Here you will find what students actually borrow to attend Diablo Valley College, including completion-adjusted borrowing and a standard repayment estimate. All figures come from the U.S. Department of Education and IPEDS.
For incoming students at Diablo Valley, 0% of incoming students take out a loan to help cover first-year costs, at roughly $6,081 apiece. This figure includes both private and federally funded student loans.
The average federally funded loan is $6,081. This is at or above the $5,500 first-year federal borrowing cap that applies to the typical dependent freshman. Remember the all-undergraduate figures below leave out private loans, so they will look lower than this private-plus-federal freshman amount.
Counting every undergraduate at Diablo Valley, 1% borrow through federal student loan programs, borrowing on average $8,061 a year. This is 32.6% greater than the freshman federal average of $6,081.
Borrowing at that rate every year works out to about $16,122 across two years and $32,244 across a four-year program.

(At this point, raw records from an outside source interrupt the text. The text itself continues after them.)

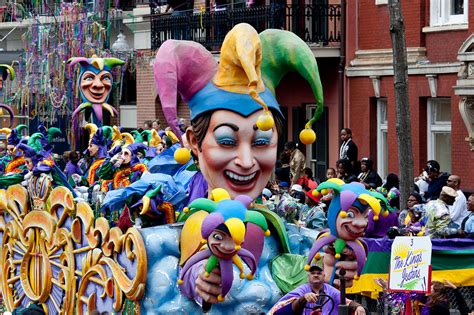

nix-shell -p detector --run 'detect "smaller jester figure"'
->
[305,179,382,284]
[178,189,270,301]
[68,55,125,125]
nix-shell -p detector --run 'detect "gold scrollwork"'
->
[0,185,147,314]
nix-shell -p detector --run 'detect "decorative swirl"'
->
[0,185,147,314]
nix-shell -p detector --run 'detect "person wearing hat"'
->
[423,186,457,238]
[269,259,366,315]
[298,189,328,230]
[154,23,332,303]
[357,157,382,189]
[424,160,449,200]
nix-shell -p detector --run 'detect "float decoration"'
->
[178,189,270,302]
[0,181,147,314]
[305,179,381,283]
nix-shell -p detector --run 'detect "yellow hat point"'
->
[210,188,230,202]
[300,128,316,144]
[256,111,275,131]
[174,148,191,164]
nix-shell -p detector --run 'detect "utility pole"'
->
[388,0,413,205]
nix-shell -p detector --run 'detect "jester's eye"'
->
[212,233,223,241]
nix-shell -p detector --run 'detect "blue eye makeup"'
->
[214,126,237,146]
[253,129,273,146]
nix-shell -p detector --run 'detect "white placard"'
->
[388,236,431,293]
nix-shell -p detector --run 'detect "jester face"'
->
[120,148,132,164]
[207,229,237,259]
[336,206,369,240]
[80,70,112,104]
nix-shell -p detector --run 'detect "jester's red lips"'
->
[211,244,237,259]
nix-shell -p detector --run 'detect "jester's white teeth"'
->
[225,171,257,182]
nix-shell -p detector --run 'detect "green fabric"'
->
[270,254,308,294]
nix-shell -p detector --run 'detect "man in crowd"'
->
[269,259,366,315]
[424,160,449,200]
[424,186,457,238]
[461,194,474,238]
[448,175,469,228]
[339,128,359,170]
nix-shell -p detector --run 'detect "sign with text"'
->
[388,236,431,293]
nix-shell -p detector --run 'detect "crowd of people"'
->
[262,128,474,242]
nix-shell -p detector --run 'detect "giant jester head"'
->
[68,55,125,121]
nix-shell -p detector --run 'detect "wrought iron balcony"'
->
[150,4,341,50]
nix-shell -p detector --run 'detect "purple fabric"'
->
[365,211,398,238]
[278,283,340,315]
[64,161,84,177]
[189,172,208,203]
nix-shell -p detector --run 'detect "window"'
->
[428,98,451,172]
[430,0,468,26]
[377,98,388,178]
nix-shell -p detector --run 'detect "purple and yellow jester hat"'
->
[68,55,125,124]
[153,23,323,149]
[317,179,381,237]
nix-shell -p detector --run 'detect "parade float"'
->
[0,4,474,314]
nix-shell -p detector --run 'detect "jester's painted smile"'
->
[81,70,112,104]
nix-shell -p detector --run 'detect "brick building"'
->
[344,0,474,191]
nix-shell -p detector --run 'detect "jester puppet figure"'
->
[154,24,366,310]
[68,55,125,126]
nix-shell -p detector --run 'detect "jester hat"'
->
[153,23,323,143]
[0,124,28,146]
[68,55,125,122]
[317,179,381,237]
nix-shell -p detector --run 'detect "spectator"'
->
[425,160,449,200]
[447,175,469,228]
[298,189,328,230]
[461,194,474,238]
[336,159,357,184]
[270,260,366,315]
[275,150,291,183]
[357,157,382,189]
[325,167,336,180]
[0,142,7,158]
[423,186,457,238]
[285,141,306,184]
[297,167,318,191]
[143,120,153,130]
[398,192,424,228]
[339,128,358,169]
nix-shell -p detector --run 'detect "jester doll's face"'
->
[207,230,237,259]
[80,70,112,104]
[189,110,278,199]
[336,207,369,240]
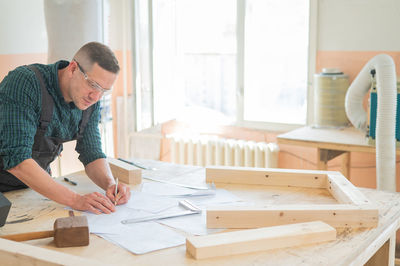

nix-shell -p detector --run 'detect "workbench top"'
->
[0,160,400,266]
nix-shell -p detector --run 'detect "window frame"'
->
[132,0,318,132]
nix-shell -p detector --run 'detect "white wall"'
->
[317,0,400,51]
[0,0,47,54]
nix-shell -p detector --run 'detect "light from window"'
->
[243,0,309,124]
[153,0,236,127]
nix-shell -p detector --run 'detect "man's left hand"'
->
[106,183,131,205]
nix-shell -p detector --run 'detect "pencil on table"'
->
[114,177,118,206]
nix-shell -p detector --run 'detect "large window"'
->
[136,0,309,131]
[243,0,308,124]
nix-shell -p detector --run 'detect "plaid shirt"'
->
[0,61,106,170]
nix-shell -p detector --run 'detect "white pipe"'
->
[345,54,397,192]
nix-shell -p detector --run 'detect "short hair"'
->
[74,42,120,74]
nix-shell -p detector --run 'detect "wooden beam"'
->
[207,204,379,228]
[186,221,336,259]
[107,158,142,185]
[328,172,371,205]
[0,239,99,266]
[206,166,327,188]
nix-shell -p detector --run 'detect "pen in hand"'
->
[114,177,118,206]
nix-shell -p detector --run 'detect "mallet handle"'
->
[0,230,54,241]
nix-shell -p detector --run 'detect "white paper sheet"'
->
[125,191,179,213]
[98,222,186,254]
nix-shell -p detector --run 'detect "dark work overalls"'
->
[0,65,93,192]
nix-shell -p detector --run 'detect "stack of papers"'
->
[85,182,241,254]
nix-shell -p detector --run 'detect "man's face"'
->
[69,61,117,110]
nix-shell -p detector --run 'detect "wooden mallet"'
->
[0,211,89,248]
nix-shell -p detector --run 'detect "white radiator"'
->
[167,135,279,168]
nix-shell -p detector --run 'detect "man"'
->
[0,42,130,214]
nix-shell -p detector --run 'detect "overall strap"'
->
[76,105,94,139]
[28,65,54,135]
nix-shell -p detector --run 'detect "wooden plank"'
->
[186,221,336,259]
[206,166,329,188]
[107,158,142,185]
[328,172,371,205]
[207,204,379,228]
[342,152,351,180]
[0,239,100,266]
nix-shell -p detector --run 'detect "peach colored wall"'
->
[160,121,400,191]
[316,51,400,82]
[0,53,47,81]
[111,50,133,156]
[318,51,400,191]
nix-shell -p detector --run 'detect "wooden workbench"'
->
[0,160,400,266]
[277,126,400,179]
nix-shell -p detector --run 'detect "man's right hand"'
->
[71,192,115,214]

These projections assume the same federal borrowing each year and exclude private and Parent PLUS loans.
| Undergraduate federal borrowing | Value |
|---|---|
| Share using federal loans | 1% |
| Average federal loan per year | $8,061 |
| Undergraduates with a federal loan | 162 |
| Total federal loans (one year) | $1,305,837 |
Graduating and withdrawing students at Diablo Valley carry a median federal debt of $6,000 in federal student loans.
| Borrower group | Median federal debt |
|---|---|
| All federal borrowers | $6,000 |
| Students who completed (graduates) | $10,021 |
| Students who withdrew | $5,500 |
Withdrawn-student debt matters because those borrowers carry the loans without the degree that helps repay them.
Half of all borrowers fall between the 25th and 75th percentiles shown below for Diablo Valley.
| Percentile | Cumulative Federal Debt |
|---|---|
| 10th percentile (lowest-debt students) | $1,750 |
| 25th percentile | $2,625 |
| 75th percentile | $6,500 |
| 90th percentile (highest-debt students) | $13,500 |
The spread between the lowest- and highest-debt deciles summarizes how variable outcomes are at Diablo Valley.
PLUS loans — taken out by parents or graduate students — add to the total cost of attendance financed by debt at Diablo Valley.
| Group | Borrowers | Median debt incl. PLUS |
|---|---|---|
| All borrowers | 1242 | $18,885 |
| Completed (graduates) | 149 | $18,910 |
| Did not complete | 1093 | $18,871 |
On a standard 10-year plan, the median completing borrower would pay about $224.86/mo.
The split below distinguishes Stafford borrowers from non-Stafford borrowers at Diablo Valley.
Borrowers With Any Stafford Loan
| Cohort | Borrowers | Median debt incl. PLUS |
|---|---|---|
| Used a Stafford loan | 1159 | $18,803 |
| No Stafford loan | 83 | $21,648 |
Stafford This Year vs Not
| Cohort | Borrowers | Median debt incl. PLUS |
|---|---|---|
| Stafford loan this year | 28 | $8,000 |
| No Stafford loan this year | 1214 | $19,000 |
These figures turn the debt totals into a monthly repayment picture for Diablo Valley.
Defaulting means failing to repay a federal student loan, which carries serious credit consequences. Two-year cohort default-rate data for Diablo Valley is shown below.
| Metric | Value |
|---|---|
| 2-year cohort default rate | 11.4% |
| Borrowers in the cohort | 122 |
This rate follows a borrower cohort from the start of repayment through the two-year window the Department of Education uses.
The breakdowns below show median federal debt by income, first-generation status, and dependency.
By Family Income
| Income tier | Median federal debt |
|---|---|
| Low income | $6,434 |
| Middle income | $6,000 |
| High income | $5,500 |
First-Gen vs Continuing-Gen Borrowing
| Cohort | Median federal debt |
|---|---|
| First-generation students | $6,334 |
| Continuing-generation students | $5,500 |
Dependent vs Independent Borrowers
| Cohort | Median federal debt |
|---|---|
| Dependent students | $5,450 |
| Independent students | $7,250 |
These pre-calculated indicators summarize the borrowing gaps between cohorts at Diablo Valley.
The Difference Between Subsidized and Unsubsidized Loans
Unsubsidized federal student loans accrue interest every month — even while you are still enrolled. Unless you pay that interest as it builds, the balance you owe at graduation can be noticeably higher than the amount you originally borrowed.
Worth Knowing
Federal student loans are not discharged in bankruptcy in all but the rarest cases, and the government can withhold part of your income or tax refund if you default.
References
More about our data sources and methodologies.